Many popular clustering algorithms require a priori knowledge of the number of clusters, e.g., k-means and spectral clustering. This requires you to already know some things about the data (which we often don't) or that you have to try to learn things about that data which becomes intractable for large, unstructured, and high-dimensional data. Nearly all popular clustering algorithms use distance as the metric – though not inherently bad all the time – it can introduce hyperparameters like distance thresholds that again, require a priori knowledge about the data.
This paper introduces Correlated Histogram Clustering (CHC) which requires no a priori knowledge for the number of clusters and assumes nothing about the magnitude of values in any dimension. Designed to handle large, unstructured, high-dimensional, and noisy data, CHC leverages probabilistic techniques to build density estimates rather than using distance metrics. CHC uses the lowland modality algorithm to determine the modes of each dimension and then correlates the modes with points in the original dataset to form a cluster centroid. This cluster centroid may then be used for training, thereby substantially reducing the amount of data needed for supervised learning.

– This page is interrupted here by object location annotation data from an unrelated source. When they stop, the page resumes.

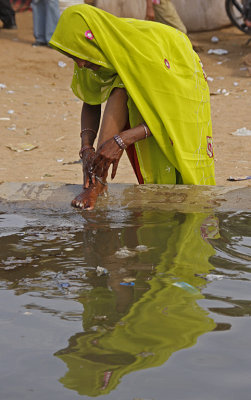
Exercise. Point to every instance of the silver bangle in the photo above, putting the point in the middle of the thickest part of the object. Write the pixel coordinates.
(120, 142)
(145, 129)
(100, 180)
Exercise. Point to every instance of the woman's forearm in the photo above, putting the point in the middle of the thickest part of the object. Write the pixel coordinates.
(133, 135)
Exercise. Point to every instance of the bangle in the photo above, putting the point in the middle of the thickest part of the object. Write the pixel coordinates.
(145, 129)
(120, 142)
(100, 180)
(84, 148)
(88, 130)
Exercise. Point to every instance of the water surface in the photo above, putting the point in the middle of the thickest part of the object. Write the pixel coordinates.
(125, 304)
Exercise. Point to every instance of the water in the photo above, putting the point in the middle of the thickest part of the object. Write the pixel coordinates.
(125, 304)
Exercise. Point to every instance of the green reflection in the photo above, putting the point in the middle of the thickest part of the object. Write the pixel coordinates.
(155, 318)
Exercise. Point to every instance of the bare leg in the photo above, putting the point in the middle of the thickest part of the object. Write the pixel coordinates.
(114, 121)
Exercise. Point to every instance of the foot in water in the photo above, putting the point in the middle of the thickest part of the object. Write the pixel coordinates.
(86, 200)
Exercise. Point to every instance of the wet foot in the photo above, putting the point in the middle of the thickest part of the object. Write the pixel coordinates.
(86, 200)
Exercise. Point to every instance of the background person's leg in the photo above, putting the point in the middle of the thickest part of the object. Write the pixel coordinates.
(38, 12)
(166, 13)
(115, 116)
(51, 18)
(7, 15)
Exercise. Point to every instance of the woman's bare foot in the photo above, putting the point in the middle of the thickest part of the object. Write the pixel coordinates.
(86, 200)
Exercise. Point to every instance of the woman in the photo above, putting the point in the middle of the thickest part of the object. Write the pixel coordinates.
(158, 102)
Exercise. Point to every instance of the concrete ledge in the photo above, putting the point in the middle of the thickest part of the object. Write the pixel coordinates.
(164, 197)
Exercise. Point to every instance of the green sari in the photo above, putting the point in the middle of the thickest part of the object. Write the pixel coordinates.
(165, 83)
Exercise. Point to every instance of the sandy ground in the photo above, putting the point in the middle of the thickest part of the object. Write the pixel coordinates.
(38, 108)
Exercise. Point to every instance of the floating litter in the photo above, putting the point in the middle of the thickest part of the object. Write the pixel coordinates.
(186, 286)
(214, 277)
(124, 252)
(141, 248)
(127, 283)
(101, 271)
(218, 52)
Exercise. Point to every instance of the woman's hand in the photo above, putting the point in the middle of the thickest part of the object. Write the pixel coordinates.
(108, 153)
(87, 158)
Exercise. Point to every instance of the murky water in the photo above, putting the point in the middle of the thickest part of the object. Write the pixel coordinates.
(125, 305)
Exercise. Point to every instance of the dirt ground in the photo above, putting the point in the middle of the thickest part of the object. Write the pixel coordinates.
(38, 108)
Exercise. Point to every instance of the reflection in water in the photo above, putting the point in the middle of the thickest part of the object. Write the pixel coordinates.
(137, 327)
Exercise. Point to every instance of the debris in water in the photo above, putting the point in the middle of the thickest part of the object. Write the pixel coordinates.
(127, 283)
(189, 288)
(213, 277)
(124, 252)
(101, 271)
(242, 132)
(129, 280)
(141, 248)
(218, 52)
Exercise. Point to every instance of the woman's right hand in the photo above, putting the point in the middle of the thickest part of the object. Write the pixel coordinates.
(88, 156)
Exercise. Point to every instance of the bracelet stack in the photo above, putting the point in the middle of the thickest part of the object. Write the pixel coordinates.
(146, 129)
(84, 148)
(87, 131)
(120, 142)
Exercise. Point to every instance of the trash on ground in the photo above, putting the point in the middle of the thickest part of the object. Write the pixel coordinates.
(242, 132)
(221, 91)
(12, 127)
(214, 39)
(22, 147)
(62, 64)
(127, 283)
(60, 138)
(101, 271)
(238, 178)
(218, 52)
(186, 286)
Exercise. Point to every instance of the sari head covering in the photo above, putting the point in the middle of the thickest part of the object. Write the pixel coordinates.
(165, 83)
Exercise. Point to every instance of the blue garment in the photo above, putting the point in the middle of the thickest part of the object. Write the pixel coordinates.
(45, 18)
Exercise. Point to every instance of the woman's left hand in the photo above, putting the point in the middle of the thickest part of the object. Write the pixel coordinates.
(108, 153)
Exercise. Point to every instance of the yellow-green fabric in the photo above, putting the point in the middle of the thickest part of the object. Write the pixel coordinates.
(164, 80)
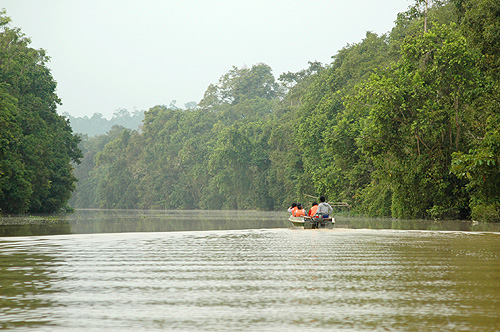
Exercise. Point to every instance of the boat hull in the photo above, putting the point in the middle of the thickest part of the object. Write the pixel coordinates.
(312, 223)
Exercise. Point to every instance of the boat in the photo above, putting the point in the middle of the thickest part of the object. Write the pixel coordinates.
(309, 223)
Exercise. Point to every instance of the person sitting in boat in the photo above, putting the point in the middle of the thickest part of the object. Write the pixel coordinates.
(299, 212)
(324, 209)
(314, 208)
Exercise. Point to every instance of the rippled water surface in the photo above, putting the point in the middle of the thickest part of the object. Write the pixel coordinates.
(266, 278)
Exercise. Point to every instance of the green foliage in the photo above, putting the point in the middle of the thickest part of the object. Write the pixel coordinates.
(403, 125)
(37, 145)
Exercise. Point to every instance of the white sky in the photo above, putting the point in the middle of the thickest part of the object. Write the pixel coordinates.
(111, 54)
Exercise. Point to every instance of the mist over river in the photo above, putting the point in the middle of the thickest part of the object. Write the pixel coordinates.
(98, 270)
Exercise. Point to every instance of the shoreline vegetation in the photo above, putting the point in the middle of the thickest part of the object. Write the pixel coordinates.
(404, 125)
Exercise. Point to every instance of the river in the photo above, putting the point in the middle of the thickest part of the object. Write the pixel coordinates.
(245, 271)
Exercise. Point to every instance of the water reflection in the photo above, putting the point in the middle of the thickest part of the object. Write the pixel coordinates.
(260, 279)
(118, 221)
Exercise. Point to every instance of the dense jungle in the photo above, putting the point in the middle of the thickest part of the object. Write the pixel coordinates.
(402, 125)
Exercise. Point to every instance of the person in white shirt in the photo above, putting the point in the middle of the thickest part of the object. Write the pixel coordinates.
(324, 209)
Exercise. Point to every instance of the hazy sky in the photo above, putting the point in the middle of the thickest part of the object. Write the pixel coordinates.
(111, 54)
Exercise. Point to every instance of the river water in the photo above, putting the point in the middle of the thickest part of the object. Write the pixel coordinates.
(245, 271)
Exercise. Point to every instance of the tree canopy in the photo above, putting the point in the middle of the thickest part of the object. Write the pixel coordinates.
(402, 125)
(37, 145)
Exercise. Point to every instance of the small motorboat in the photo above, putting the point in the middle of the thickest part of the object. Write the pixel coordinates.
(312, 222)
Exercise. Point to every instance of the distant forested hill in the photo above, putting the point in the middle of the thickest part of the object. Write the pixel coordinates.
(99, 125)
(404, 125)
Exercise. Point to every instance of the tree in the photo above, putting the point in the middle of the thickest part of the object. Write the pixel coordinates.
(40, 144)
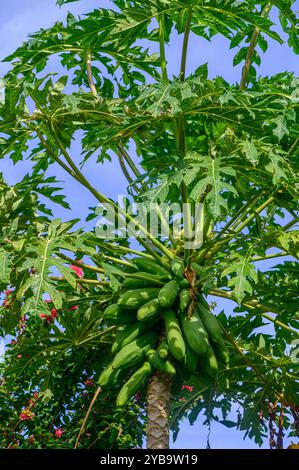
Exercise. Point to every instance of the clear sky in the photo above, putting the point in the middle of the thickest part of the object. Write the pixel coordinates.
(18, 18)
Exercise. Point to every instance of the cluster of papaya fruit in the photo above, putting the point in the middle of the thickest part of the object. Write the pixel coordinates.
(166, 321)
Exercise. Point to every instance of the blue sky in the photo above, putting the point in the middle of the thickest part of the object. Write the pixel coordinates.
(21, 17)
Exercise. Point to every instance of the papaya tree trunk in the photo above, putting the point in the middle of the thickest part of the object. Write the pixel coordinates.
(158, 402)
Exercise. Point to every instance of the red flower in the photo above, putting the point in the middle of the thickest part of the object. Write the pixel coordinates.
(89, 382)
(77, 270)
(58, 432)
(54, 312)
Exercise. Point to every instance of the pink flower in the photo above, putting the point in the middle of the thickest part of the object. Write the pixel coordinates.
(77, 270)
(188, 388)
(26, 415)
(138, 396)
(54, 312)
(7, 292)
(58, 432)
(89, 382)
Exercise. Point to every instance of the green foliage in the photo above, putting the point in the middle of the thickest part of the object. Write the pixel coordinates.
(196, 139)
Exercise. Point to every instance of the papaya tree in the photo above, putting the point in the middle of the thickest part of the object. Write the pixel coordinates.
(214, 165)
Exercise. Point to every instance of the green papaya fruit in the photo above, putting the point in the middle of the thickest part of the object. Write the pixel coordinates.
(195, 333)
(135, 383)
(133, 299)
(174, 335)
(132, 332)
(168, 294)
(116, 315)
(163, 349)
(185, 299)
(209, 363)
(140, 280)
(221, 352)
(135, 351)
(210, 322)
(178, 267)
(149, 310)
(151, 267)
(110, 377)
(160, 364)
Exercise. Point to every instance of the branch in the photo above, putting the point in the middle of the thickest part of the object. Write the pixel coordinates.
(181, 142)
(252, 46)
(185, 46)
(103, 199)
(291, 224)
(255, 304)
(98, 390)
(162, 47)
(273, 255)
(89, 74)
(252, 216)
(55, 157)
(126, 173)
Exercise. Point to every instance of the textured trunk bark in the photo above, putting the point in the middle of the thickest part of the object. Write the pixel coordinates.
(158, 401)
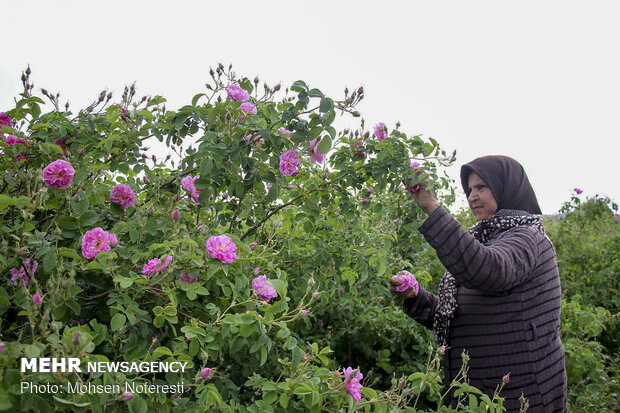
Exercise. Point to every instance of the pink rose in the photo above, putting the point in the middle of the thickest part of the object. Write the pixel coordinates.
(407, 281)
(95, 241)
(352, 379)
(237, 93)
(205, 373)
(248, 108)
(12, 140)
(264, 291)
(380, 131)
(24, 275)
(155, 265)
(58, 174)
(122, 194)
(189, 183)
(184, 277)
(288, 163)
(315, 154)
(5, 120)
(222, 248)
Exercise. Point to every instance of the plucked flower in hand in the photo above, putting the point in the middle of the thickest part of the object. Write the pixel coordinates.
(407, 281)
(352, 379)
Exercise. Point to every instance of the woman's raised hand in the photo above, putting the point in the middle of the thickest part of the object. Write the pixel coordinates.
(404, 284)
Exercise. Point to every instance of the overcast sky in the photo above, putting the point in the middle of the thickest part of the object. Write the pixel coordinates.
(535, 80)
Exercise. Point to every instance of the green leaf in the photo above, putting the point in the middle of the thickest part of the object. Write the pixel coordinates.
(69, 253)
(124, 282)
(68, 223)
(161, 351)
(273, 193)
(329, 117)
(117, 321)
(49, 261)
(326, 105)
(5, 201)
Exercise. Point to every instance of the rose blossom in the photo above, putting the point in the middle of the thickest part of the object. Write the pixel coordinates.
(407, 281)
(237, 93)
(95, 241)
(184, 277)
(248, 108)
(205, 373)
(5, 120)
(222, 248)
(265, 291)
(58, 174)
(380, 131)
(288, 163)
(315, 154)
(155, 265)
(352, 379)
(189, 183)
(122, 194)
(24, 275)
(12, 140)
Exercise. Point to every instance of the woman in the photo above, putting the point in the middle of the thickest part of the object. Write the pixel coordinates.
(500, 298)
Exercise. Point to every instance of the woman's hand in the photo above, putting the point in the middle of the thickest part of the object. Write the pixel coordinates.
(396, 282)
(425, 198)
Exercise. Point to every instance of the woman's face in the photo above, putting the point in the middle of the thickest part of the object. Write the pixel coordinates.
(481, 200)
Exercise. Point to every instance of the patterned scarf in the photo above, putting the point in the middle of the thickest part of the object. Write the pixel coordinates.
(483, 231)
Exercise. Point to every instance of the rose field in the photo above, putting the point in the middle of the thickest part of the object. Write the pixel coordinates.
(247, 236)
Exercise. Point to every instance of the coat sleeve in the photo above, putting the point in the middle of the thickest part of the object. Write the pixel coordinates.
(502, 265)
(421, 307)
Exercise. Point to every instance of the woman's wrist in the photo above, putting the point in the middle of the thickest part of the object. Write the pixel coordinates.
(431, 208)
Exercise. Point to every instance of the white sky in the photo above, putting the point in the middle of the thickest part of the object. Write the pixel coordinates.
(535, 80)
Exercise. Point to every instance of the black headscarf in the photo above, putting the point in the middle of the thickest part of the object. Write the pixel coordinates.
(507, 180)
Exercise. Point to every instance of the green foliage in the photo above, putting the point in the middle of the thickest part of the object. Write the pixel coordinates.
(328, 237)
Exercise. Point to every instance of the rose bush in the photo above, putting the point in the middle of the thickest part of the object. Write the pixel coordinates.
(259, 254)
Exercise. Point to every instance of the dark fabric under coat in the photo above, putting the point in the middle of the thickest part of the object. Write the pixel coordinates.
(508, 315)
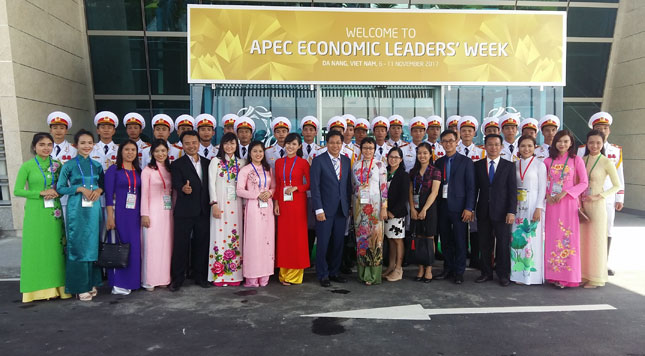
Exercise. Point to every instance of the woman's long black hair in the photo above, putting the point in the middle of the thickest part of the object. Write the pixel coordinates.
(153, 162)
(417, 165)
(294, 137)
(119, 155)
(229, 136)
(264, 162)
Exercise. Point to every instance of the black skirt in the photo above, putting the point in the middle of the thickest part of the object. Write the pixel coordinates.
(428, 226)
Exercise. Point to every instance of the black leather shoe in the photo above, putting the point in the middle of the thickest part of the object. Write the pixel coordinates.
(338, 279)
(483, 278)
(203, 284)
(444, 275)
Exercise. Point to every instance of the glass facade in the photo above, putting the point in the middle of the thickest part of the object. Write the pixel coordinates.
(139, 59)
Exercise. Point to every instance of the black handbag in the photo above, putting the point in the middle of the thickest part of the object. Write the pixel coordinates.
(113, 255)
(419, 250)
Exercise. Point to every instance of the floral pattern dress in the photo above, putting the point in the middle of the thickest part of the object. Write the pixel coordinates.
(370, 176)
(225, 253)
(562, 227)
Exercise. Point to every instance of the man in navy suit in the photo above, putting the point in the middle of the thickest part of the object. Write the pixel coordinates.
(496, 185)
(456, 205)
(331, 190)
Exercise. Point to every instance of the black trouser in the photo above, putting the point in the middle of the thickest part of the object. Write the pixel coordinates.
(196, 248)
(498, 234)
(453, 241)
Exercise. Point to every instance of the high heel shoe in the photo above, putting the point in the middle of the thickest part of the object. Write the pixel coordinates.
(396, 275)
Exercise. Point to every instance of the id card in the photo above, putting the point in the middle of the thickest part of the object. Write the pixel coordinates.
(130, 201)
(167, 202)
(230, 193)
(522, 199)
(86, 203)
(49, 203)
(285, 196)
(365, 196)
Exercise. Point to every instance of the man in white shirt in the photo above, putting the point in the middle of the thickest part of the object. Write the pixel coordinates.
(134, 125)
(162, 127)
(245, 128)
(380, 126)
(205, 124)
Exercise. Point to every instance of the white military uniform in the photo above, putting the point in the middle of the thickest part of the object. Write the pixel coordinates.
(65, 151)
(275, 152)
(173, 151)
(243, 122)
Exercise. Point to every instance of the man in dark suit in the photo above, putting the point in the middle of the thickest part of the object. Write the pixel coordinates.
(191, 215)
(495, 183)
(456, 205)
(331, 190)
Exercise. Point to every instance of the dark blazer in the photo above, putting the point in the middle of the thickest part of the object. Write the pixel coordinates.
(461, 187)
(397, 193)
(327, 191)
(495, 201)
(196, 203)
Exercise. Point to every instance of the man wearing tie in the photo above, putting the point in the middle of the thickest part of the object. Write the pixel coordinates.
(509, 123)
(456, 205)
(497, 189)
(191, 214)
(331, 191)
(244, 128)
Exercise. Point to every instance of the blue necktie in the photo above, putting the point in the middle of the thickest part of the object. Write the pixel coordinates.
(491, 172)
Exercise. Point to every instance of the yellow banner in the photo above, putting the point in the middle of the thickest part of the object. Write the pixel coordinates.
(248, 44)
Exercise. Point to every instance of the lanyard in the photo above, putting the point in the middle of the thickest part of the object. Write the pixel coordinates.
(78, 163)
(51, 169)
(228, 174)
(522, 175)
(162, 180)
(594, 164)
(130, 189)
(260, 179)
(284, 167)
(414, 184)
(563, 167)
(367, 176)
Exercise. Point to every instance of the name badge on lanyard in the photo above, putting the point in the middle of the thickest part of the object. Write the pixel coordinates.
(522, 200)
(86, 203)
(230, 193)
(131, 198)
(287, 196)
(167, 202)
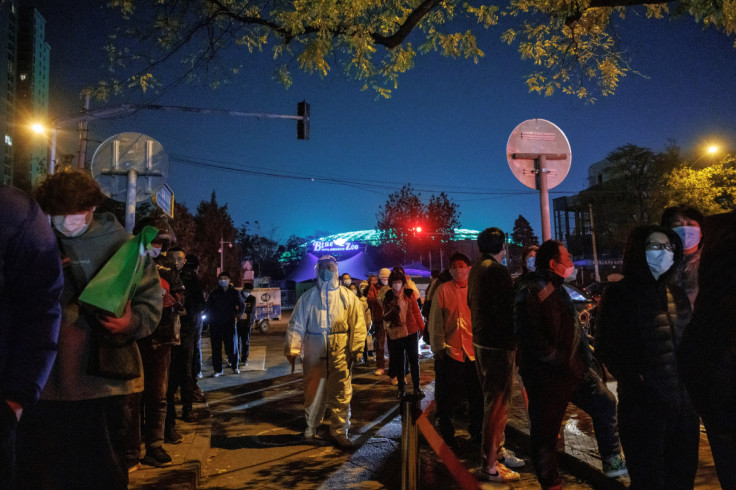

Sorting the significant few data values from the insignificant many in training data using CHC can be used to transform training syllabi by identifying which elements in a syllabus correlate with real skill attainment, and which elements do not accelerate skill attainment. Additional benefits of applying CHC to large, unstructured, high-dimensional, noisy data include dimension reduction and an understanding of the modal nature of the data. In one supervised learning classification application, twenty-seven features were reduced to only three, an 89% reduction of the dataset.